Let's say for example your university has the internet domain myuni.ac.uk and you want your system to be hosted as dynamics.intranet.myuni.ac.uk and you want people to access it using https://dynamics.intranet.myuni.ac.uk.
For this to work you need to have enough access to the DNS control panel for the myuni.ac.uk domain so you can both create the named record (dynamics.intranet) for people to access your site, and for you to answer DNS challenges e.g. setting a TXT record such as _acme-challenge.dynamics.intranet in your DNS control panel with a specific value every time the cert needs renewed, which in turn proves you have some administrative control over the (public internet) domain.
If you can't do any of that, then you can't get a publicly trusted certificate from Let's Encrypt (because they require public verification of your domain).
I haven't tried it with Dynamics myself but assuming it's an IIS server, try https://cerifytheweb.com (which I develop) as you may find it useful/easier compared to some other methods of automatically renewing the cert.

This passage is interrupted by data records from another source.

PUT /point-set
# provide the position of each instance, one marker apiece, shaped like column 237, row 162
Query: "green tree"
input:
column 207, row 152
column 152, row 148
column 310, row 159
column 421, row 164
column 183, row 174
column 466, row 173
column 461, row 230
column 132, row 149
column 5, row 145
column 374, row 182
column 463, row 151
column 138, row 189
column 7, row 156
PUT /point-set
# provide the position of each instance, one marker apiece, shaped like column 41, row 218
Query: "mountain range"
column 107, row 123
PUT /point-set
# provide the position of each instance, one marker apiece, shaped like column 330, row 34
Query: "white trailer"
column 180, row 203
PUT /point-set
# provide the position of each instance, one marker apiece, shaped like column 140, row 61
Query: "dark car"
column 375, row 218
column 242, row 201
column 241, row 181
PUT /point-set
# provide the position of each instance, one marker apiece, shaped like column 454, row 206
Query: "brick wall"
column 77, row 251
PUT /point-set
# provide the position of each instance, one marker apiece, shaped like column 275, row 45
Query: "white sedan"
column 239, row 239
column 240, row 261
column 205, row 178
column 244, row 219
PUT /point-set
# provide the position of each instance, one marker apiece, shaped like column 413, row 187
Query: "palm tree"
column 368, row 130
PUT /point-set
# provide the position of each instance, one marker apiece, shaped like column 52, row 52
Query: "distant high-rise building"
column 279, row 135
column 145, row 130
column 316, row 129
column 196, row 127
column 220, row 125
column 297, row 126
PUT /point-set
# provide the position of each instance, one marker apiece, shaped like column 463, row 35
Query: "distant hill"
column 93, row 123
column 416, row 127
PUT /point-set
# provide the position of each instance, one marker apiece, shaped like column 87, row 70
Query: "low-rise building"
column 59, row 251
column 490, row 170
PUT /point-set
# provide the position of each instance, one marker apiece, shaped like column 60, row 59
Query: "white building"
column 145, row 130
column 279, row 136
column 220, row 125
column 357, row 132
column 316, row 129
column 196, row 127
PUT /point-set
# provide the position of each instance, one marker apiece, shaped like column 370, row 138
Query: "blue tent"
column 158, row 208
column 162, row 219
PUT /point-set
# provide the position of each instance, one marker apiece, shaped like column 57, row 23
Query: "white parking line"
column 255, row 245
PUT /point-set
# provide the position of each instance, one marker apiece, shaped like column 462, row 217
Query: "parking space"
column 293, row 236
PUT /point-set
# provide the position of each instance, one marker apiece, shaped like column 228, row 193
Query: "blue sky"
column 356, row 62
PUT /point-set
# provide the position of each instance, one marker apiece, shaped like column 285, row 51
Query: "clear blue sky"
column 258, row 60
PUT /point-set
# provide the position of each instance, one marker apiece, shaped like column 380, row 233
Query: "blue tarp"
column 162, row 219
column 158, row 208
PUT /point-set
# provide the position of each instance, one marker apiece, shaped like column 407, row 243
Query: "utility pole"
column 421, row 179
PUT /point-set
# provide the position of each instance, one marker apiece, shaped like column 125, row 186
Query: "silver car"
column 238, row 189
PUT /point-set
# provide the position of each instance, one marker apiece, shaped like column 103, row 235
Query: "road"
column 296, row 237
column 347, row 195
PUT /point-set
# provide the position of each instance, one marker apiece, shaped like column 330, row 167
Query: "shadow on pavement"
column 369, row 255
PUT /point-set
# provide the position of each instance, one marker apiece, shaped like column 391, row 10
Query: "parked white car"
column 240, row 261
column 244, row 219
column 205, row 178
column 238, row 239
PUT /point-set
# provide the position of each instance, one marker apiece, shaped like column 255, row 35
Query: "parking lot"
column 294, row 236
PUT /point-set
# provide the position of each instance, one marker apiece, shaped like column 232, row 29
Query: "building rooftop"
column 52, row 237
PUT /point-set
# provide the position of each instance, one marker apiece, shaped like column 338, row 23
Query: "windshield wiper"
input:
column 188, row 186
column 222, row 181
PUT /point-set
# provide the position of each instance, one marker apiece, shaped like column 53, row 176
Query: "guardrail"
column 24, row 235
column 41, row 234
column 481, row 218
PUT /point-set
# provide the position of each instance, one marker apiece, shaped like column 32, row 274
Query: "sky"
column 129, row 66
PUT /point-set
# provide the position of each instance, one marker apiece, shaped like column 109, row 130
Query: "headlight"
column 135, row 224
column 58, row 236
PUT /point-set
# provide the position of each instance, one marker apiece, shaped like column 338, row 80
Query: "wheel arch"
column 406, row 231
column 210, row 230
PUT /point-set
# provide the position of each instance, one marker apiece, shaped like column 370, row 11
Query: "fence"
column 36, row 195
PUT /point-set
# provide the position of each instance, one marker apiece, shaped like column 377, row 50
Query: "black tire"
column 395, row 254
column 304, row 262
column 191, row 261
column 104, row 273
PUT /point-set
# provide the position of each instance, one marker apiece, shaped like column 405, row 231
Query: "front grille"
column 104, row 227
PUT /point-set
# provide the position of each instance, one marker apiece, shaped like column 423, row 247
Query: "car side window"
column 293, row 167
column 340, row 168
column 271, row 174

I don't think that's established. One of these statements is not true, either this one:
or this one:
@WhiteOrb, an IP address isn't a domain name. You must be using a real domain name that you control in order to get a certificate from Let's Encrypt. If you are, and the host is not accessible from the public Internet, then as @9peppe says, you can get a cert using DNS validation. That will require you to create a DNS record when you issue the cert, and every time you renew the cert--which as a practical matter means that you'll need to be able to automate it.

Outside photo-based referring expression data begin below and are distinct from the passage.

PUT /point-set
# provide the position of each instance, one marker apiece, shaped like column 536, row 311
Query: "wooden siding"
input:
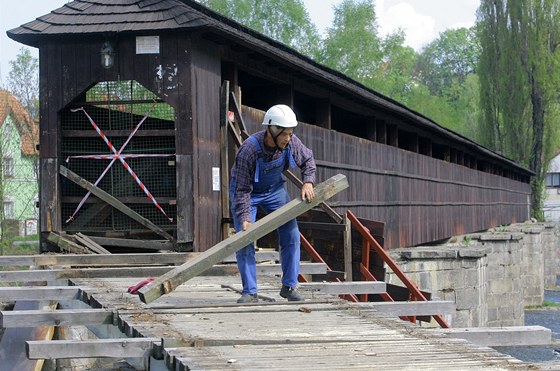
column 206, row 105
column 419, row 198
column 70, row 67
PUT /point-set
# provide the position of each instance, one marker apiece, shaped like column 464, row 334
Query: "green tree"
column 519, row 75
column 449, row 59
column 285, row 21
column 352, row 45
column 23, row 81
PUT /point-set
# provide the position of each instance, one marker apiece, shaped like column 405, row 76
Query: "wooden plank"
column 185, row 192
column 85, row 240
column 137, row 244
column 412, row 308
column 259, row 256
column 97, row 259
column 337, row 288
column 224, row 161
column 61, row 317
column 348, row 266
column 12, row 341
column 40, row 293
column 114, row 348
column 65, row 244
column 181, row 274
column 141, row 272
column 329, row 210
column 113, row 202
column 502, row 336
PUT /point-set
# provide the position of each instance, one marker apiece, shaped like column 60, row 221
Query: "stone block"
column 468, row 298
column 423, row 253
column 473, row 252
column 498, row 236
column 500, row 286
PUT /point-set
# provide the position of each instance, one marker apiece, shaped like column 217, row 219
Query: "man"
column 257, row 181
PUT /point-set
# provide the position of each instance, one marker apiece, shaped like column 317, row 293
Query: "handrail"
column 315, row 256
column 414, row 291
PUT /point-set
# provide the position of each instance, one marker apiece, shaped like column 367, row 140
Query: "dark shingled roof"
column 90, row 17
column 102, row 16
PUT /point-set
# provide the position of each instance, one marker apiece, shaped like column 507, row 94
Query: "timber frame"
column 422, row 181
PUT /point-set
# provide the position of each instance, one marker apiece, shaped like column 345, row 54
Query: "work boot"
column 291, row 293
column 248, row 298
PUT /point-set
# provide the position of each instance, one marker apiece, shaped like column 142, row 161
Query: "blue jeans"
column 288, row 236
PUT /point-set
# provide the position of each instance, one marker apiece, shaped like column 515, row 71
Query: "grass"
column 8, row 247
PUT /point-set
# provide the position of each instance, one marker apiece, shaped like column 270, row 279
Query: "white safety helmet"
column 280, row 115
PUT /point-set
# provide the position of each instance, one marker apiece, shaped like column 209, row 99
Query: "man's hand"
column 307, row 192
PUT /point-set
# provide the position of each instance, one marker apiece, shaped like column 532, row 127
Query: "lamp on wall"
column 107, row 54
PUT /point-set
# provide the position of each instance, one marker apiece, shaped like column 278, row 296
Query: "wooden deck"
column 203, row 328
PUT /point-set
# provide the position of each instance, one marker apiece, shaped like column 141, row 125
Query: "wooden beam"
column 97, row 259
column 113, row 202
column 170, row 281
column 348, row 266
column 502, row 336
column 259, row 256
column 61, row 317
column 326, row 208
column 141, row 272
column 92, row 245
column 224, row 161
column 412, row 308
column 137, row 244
column 40, row 293
column 59, row 274
column 65, row 244
column 112, row 348
column 339, row 288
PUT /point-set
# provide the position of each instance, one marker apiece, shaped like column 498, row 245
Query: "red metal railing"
column 369, row 242
column 317, row 258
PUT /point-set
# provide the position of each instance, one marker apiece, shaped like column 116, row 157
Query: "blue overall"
column 269, row 192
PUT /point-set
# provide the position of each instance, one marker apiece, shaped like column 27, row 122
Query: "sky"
column 422, row 20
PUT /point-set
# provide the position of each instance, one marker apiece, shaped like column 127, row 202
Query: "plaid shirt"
column 245, row 163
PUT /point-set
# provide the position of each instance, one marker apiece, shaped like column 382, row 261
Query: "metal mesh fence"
column 117, row 109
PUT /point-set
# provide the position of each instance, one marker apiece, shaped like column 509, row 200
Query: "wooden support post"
column 113, row 202
column 169, row 281
column 348, row 249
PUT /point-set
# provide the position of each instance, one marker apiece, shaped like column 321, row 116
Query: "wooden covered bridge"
column 143, row 103
column 148, row 75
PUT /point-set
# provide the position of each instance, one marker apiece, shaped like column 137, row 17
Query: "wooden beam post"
column 348, row 248
column 171, row 280
column 224, row 162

Yeah, so you mean run the DNS server for dynamic subdomain so you don't have to regularly mess with the primary zone DNS.
Another option to remember is using CNAME redirection to a domain you control, so _acme-challenge.dynamics.intranet.myuni.ac.uk can point to some other domain or subdomain in DNS you control, then you can complete validation using that. There are also acme-dns type DNS challenge delegation options.
Yeah sorry, that is a language barrier for me. I don't have a Domain as such, I just have an IP-Adress with a "Path Direction" -> example: 192.123.291.89.1/Server_0 (Just an example) from which students, who are in the network of our university, can access the system.
Btw thank you all for your active and quick replys! Really appreciate it!
I see.. So what would be the solution? Is it possible to get a Domain (+ Certificate then) for this but also let it stay in the university network so that only students can access it? That would be the DNS thing, right?
I stated it before, because a website in some browsers can not be opened, if you do not have a certificate. So the students are in VPN and can log into our erp-system from Microsoft via webbrowser. That is the whole point. But although, the protocol is set to https, without a certificate it is an "unsafe website" for some browsers.
Yes, but it doesn't matter. The encryption happens above this.
If you still want a certificate, get a domain (even a free one from duckdns.org, or better, some subdomain from your university) and use an acme client (certbot or acme.sh come to mind) with the appropriate dns plugin to obtain your certificate.
(set the ipv4 for the domain, otherwise you'll have the certificate but nobody will be able to connect)
But it does, in that the users are going to see warnings about the lack of encryption. And if this is something for general student use, that's likely an unacceptable situation, even if the browsers are wrong.
If the client system explicitly trust a university CA, then the university can issue you a cert for the IP.
If any client system won't trust a univeristy CA, then you must use a globally trusted CA [like LE].
And meet all the requirements to be issued a cert from that CA.
In this case, an IP (as a name) does not meet the minimum requirements.